Camões eleva o amor a um novo patamar. Nem flores, nem estrelas são tão belas quanto os seus amores. O sujeito poético está tão profundamente apaixonado que nada mais no mundo parece ter o mesmo brilho ou encanto.
Rosto singular,
olhos amorosos,
de anjos formosos,
preso do olhar.
Neste trecho, o poeta fala dos olhos amorosos e do rosto singular da escrava. Ele parece estar preso pelo olhar dela, como se fosse um anjo formoso.
Com esta aspereza,
que me amor envolve,
nenhũa cousa ouve
sem dor ou tristeza.
Nada ao seu redor parece poder ser ouvido sem dor ou tristeza.
Esta cativa,
que me tem cativo,
porque nella vivo
já não quer que viva.
O soneto termina como começou reforçando a dor.

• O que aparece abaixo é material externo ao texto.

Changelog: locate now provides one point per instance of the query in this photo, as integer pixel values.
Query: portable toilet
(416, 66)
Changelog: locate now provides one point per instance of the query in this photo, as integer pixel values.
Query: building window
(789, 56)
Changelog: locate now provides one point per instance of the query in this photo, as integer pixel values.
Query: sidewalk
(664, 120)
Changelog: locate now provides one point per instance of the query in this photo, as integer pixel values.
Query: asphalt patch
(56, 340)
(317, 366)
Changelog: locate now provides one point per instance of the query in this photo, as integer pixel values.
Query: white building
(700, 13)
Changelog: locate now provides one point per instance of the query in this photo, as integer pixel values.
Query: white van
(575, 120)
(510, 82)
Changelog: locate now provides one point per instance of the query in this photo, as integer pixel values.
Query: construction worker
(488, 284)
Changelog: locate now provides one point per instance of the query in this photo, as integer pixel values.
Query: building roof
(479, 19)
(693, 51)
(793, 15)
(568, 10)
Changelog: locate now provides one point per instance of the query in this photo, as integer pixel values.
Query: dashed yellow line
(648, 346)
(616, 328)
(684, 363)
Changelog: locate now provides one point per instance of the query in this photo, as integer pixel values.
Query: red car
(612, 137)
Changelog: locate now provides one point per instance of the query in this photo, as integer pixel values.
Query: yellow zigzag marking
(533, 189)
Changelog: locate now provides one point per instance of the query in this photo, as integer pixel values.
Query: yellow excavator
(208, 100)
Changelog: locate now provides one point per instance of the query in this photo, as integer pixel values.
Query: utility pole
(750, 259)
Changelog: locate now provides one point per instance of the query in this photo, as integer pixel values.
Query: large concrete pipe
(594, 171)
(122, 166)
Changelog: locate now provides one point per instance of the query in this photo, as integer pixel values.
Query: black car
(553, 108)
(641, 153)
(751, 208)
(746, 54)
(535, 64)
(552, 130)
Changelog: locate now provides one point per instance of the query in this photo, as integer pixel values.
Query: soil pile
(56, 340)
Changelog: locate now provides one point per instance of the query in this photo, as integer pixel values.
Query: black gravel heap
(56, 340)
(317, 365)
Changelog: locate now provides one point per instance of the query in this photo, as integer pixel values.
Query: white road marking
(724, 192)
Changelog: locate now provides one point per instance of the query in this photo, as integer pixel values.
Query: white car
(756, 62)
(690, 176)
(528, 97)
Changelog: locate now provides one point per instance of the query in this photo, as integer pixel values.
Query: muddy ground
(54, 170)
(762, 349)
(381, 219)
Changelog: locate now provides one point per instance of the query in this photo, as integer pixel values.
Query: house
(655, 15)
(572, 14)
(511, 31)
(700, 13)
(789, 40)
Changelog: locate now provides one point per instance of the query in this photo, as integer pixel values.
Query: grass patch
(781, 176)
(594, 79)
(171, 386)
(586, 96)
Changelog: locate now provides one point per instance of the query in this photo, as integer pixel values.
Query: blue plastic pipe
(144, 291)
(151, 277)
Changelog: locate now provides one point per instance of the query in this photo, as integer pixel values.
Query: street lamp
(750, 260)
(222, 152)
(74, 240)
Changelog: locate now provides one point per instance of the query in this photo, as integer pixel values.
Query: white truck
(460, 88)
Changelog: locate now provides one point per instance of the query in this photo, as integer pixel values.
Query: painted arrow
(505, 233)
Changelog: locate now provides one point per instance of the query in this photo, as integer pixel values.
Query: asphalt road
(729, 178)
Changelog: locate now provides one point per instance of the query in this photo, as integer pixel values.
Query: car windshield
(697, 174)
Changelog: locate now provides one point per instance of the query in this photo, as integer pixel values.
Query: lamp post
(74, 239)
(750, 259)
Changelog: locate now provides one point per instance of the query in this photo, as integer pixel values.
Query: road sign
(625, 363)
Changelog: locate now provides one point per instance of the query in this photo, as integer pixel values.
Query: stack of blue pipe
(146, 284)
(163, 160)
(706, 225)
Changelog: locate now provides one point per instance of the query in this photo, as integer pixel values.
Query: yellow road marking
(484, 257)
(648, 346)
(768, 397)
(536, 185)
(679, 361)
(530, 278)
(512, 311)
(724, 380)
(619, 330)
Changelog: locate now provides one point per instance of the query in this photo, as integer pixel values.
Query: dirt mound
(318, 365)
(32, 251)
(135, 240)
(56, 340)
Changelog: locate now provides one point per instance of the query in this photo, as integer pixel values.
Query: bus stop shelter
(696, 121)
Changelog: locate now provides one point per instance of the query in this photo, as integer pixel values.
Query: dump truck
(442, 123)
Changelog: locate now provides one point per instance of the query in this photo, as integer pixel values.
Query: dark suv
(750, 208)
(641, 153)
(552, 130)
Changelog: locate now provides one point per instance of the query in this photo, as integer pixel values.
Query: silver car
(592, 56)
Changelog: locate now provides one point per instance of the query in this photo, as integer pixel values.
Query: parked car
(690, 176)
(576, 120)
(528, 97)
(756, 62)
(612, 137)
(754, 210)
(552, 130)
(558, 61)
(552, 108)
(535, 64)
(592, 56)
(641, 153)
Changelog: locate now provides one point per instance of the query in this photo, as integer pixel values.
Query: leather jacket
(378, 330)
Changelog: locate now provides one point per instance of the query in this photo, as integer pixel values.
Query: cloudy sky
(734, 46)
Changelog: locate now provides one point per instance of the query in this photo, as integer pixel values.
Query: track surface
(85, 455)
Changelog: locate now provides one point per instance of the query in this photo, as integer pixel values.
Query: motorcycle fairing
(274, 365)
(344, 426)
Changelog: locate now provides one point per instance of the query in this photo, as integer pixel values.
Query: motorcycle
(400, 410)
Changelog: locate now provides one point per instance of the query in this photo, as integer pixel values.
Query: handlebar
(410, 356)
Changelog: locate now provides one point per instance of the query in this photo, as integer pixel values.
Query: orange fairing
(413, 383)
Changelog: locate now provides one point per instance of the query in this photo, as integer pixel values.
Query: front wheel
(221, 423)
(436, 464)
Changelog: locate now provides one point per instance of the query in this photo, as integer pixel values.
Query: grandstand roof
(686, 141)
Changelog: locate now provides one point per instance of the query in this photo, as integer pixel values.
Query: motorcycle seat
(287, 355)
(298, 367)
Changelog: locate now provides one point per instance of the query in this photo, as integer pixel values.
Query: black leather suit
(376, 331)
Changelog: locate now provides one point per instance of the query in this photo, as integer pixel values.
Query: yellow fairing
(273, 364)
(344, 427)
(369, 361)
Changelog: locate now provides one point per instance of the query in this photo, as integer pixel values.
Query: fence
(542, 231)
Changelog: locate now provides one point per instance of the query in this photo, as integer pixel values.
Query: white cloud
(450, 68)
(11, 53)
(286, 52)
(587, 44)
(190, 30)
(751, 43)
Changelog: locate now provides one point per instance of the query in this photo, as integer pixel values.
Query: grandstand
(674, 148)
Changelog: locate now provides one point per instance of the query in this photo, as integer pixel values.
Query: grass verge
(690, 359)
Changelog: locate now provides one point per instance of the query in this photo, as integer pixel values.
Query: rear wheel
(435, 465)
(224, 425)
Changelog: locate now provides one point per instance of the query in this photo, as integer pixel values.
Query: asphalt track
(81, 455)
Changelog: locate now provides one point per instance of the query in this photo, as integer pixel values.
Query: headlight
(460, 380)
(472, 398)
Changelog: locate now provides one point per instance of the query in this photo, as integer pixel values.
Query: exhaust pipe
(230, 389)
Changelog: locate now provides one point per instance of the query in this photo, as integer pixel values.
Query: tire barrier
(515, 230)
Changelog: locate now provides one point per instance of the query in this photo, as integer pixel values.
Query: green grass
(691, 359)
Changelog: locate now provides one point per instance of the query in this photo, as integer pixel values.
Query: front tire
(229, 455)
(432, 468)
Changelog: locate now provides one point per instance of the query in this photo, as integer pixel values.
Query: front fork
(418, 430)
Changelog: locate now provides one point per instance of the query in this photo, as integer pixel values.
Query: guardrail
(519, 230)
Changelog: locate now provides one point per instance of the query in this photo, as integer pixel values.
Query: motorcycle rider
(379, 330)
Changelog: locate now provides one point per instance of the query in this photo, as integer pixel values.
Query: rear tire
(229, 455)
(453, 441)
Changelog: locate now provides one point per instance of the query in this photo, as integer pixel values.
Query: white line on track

O sujeito poético vive nela, mas ela não quer que ele viva.
O Que Torna Este Soneto Especial?
“Endechas a Bárbara Escrava” é especial porque captura a essência de um amor com uma profundidade emocional incrível. Camões usa metáforas e comparações que tornam os sentimentos perceptíveis para o leitor. A beleza da linguagem e a intensidade da paixão fazem deste soneto uma verdadeira obra-prima.
Embora a intensidade dos sentimentos de dor, amor, ódio (etc.) sejam usados por muitos poetas de forma intensa, a forma como Camões expressa aqueles sentimentos é incrivelmente bela. Por exemplo, ele consegue transformar a dor em arte, mostrando que mesmo os momentos mais difíceis podem dar origem a algo extraordinário.
Hoje, Camões é um ícone cultural, tanto em Portugal como no mundo. O Dia de Portugal, celebrado a 10 de junho, é também o Dia de Camões, comemorando o seu impacto duradouro na cultura e na literatura em língua portuguesa.
A vida e a obra de Luis Vaz de Camões são uma mistura fascinante de romance, aventura, tragédia e gênio literário. A sua capacidade de transformar as experiências pessoais em poesia de alcance universal assegura-lhe um lugar eterno no panteão dos grandes escritores da humanidade.